Metric Learning in Codebook Generation of Bag-of-Words for Person Re-identification
This work addresses the challenge of enhancing discriminative visual descriptors for pedestrian matching in surveillance applications, representing an incremental improvement over conventional methods.
The paper tackles the problem of improving person re-identification by integrating supervised metric learning into the codebook generation phase of the Bag-of-Words model, resulting in state-of-the-art performance on benchmarks such as VIPeR, PRID450S, and Market1501.

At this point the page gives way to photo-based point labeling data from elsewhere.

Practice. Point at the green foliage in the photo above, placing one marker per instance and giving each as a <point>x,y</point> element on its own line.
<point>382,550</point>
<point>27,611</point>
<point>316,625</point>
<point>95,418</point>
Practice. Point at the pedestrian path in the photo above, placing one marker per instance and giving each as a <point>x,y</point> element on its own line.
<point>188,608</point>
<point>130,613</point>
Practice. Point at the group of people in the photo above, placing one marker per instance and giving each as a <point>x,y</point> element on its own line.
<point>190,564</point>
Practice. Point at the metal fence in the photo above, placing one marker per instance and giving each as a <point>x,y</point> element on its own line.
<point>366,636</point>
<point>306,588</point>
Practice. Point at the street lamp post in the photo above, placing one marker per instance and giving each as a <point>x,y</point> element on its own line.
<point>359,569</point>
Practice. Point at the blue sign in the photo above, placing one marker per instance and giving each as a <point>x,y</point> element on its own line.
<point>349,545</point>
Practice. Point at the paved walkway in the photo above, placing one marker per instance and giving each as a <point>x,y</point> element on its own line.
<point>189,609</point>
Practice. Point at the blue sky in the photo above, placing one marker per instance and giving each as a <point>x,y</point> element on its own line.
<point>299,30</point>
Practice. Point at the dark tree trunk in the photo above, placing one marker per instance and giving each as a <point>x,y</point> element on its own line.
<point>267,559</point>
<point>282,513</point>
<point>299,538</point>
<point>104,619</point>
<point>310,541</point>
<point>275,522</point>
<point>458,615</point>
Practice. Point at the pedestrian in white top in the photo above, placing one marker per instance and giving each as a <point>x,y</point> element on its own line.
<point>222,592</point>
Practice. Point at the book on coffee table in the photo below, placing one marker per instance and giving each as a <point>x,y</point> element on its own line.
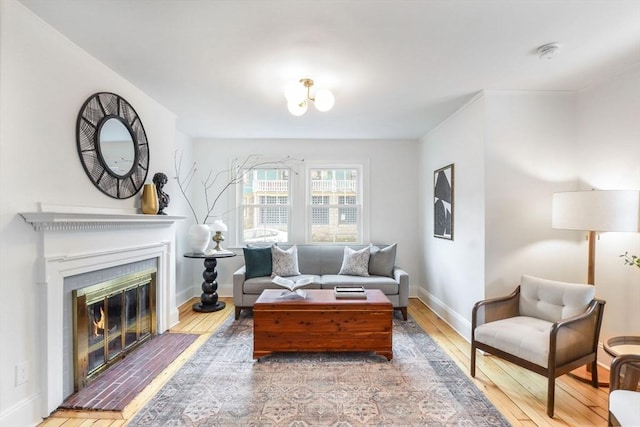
<point>345,292</point>
<point>291,284</point>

Person re-identification is generally divided into two part: first how to represent a pedestrian by discriminative visual descriptors and second how to compare them by suitable distance metrics. Conventional methods isolate these two parts, the first part usually unsupervised and the second part supervised. The Bag-of-Words (BoW) model is a widely used image representing descriptor in part one. Its codebook is simply generated by clustering visual features in Euclidian space. In this paper, we propose to use part two metric learning techniques in the codebook generation phase of BoW. In particular, the proposed codebook is clustered under Mahalanobis distance which is learned supervised. Extensive experiments prove that our proposed method is effective. With several low level features extracted on superpixel and fused together, our method outperforms state-of-the-art on person re-identification benchmarks including VIPeR, PRID450S, and Market1501.